Previously, it was believed MND did not significantly affect brain function or memory, but studies have now shown that up to 50 percent of people with ALS have some type of brain function involvement.
This includes difficulties with memory, planning, language, behavior, and spatial relationships. Up to 15 percent of people with ALS have a form of dementia known as frontotemporal dementia (FTD).
Breathing problems may occur as the diaphragm, the main breathing muscle, deteriorates. There may be a shortage of breath, even when sleeping or resting. Ultimately, breathing assistance will be necessary.
Secondary symptoms include insomnia, anxiety, and depression.
Advanced stage signs and symptoms
Eventually, the patient will be unable to move, eat, or breathe without assistance. Without supportive care, an individual will pass away. Despite the best of care currently available, complications of the respiratory system are the most common causes of death.
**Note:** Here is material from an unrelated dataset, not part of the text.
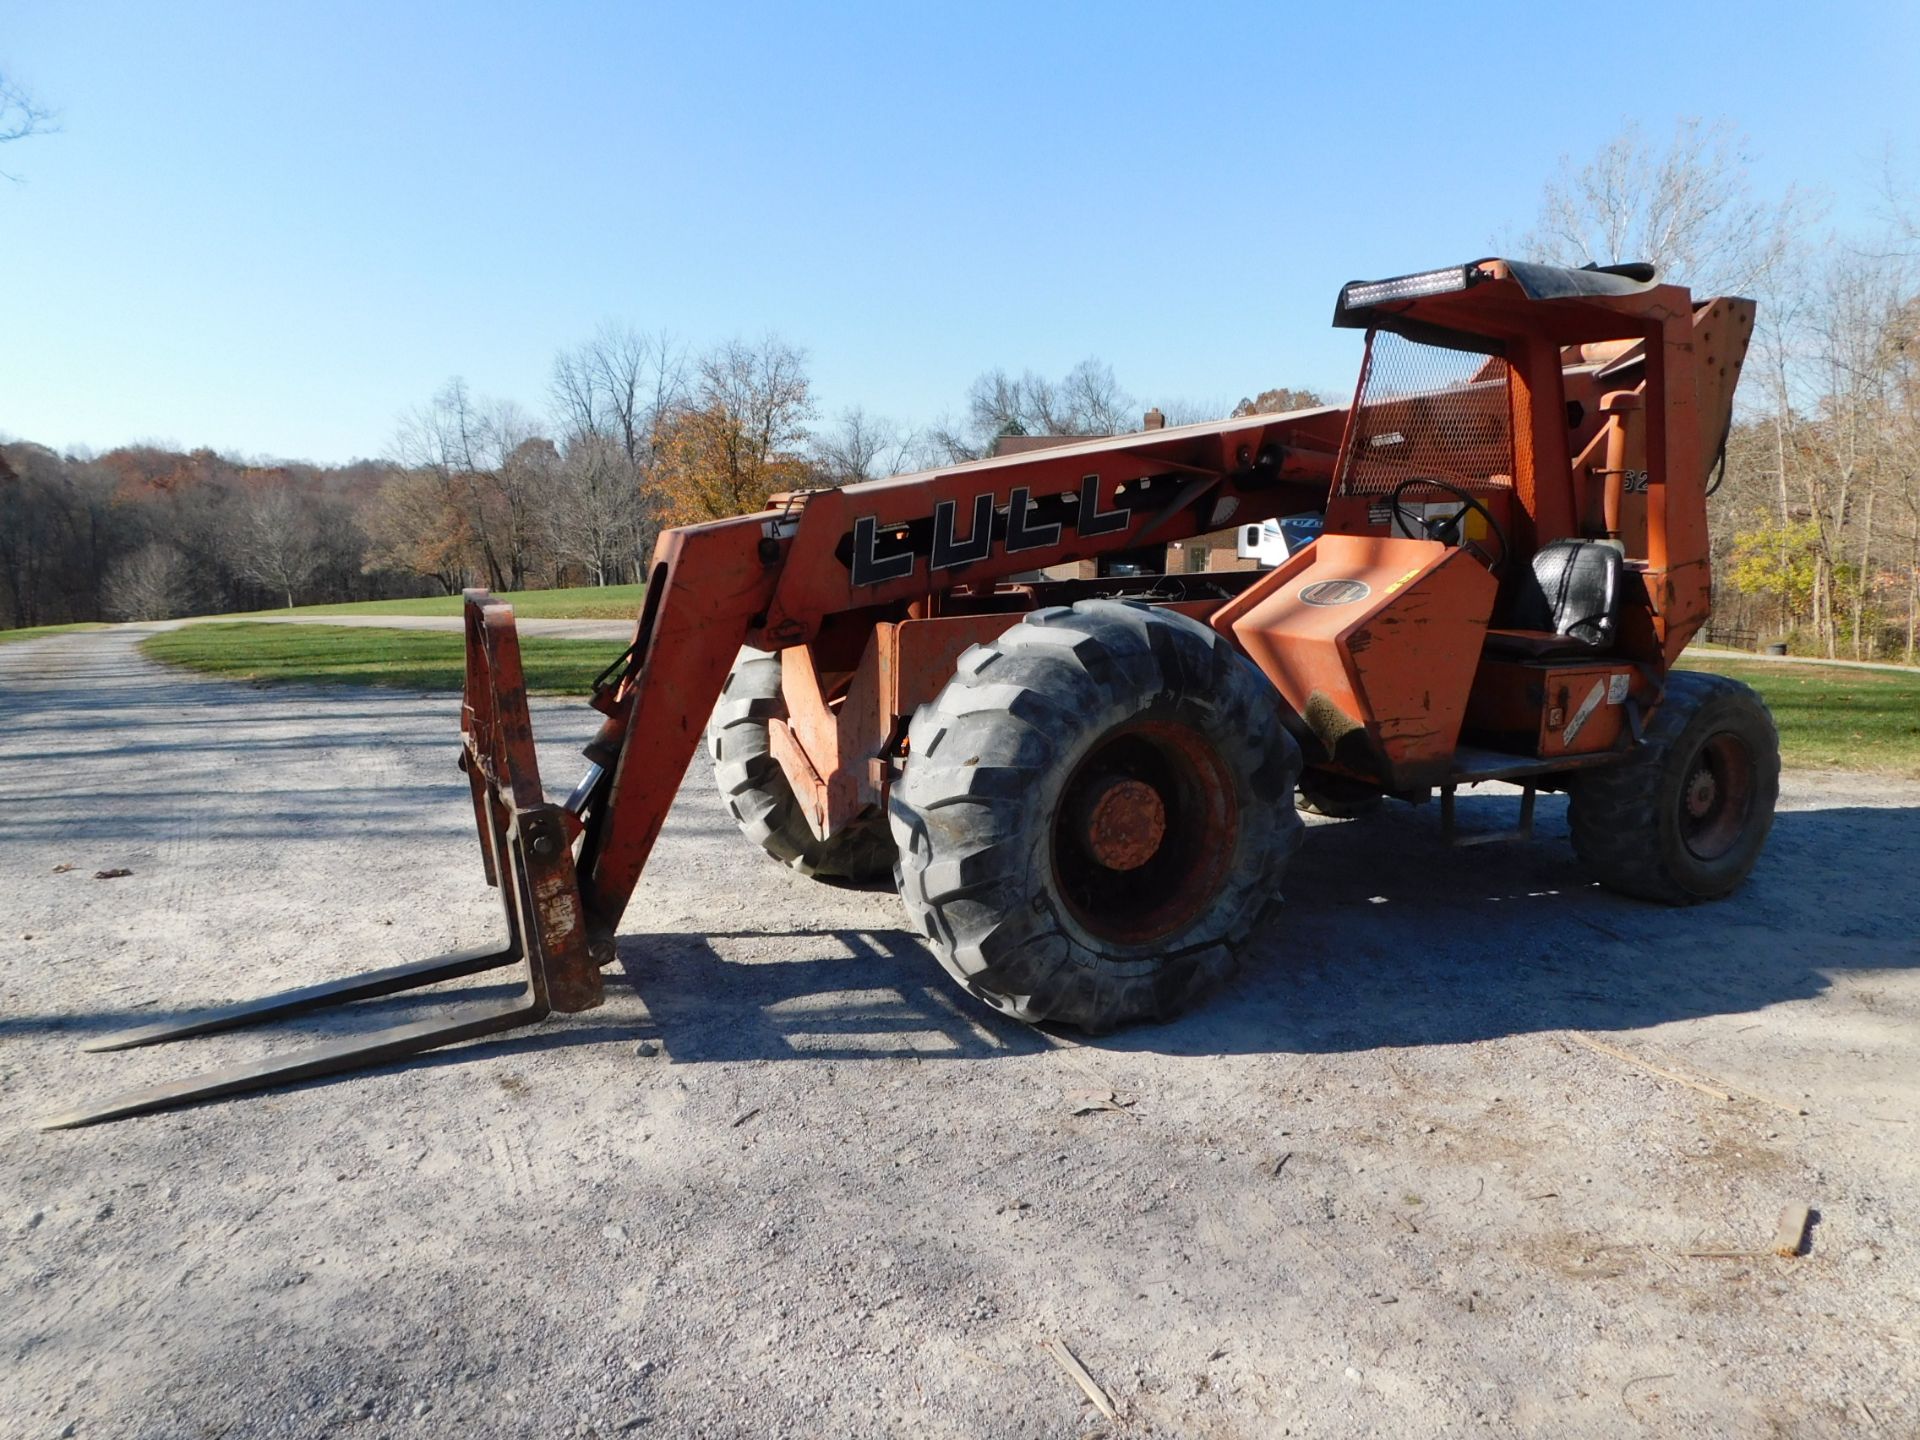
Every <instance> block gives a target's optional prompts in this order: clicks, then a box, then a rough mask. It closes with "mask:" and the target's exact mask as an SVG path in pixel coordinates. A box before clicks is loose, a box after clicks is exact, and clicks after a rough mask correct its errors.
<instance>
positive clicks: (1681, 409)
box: [50, 259, 1780, 1125]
All about amyotrophic lateral sclerosis (ALS)
ALS is the most common type of MND. Find out more
Here are some of the risk factors associated with MND.
Heredity: In the United States (U.S.), around 1 in every 10 cases of ALS is inherited. SMA is also known to be an inherited condition.
Age: After the age of 40 years, the risk rises significantly, although it is still very small. ALS is most likely to appear between the ages of 55 and 75 years.
Sex: Men are more likely to develop an MND.
Some experts have linked military experience to a higher chance of developing the disease.
Studies have found that professional footballers are more likely to die from ALS, Alzheimer’s disease, and other neurodegenerative diseases, compared with other people. This implies a possible link with recurrent head trauma and neurological disease.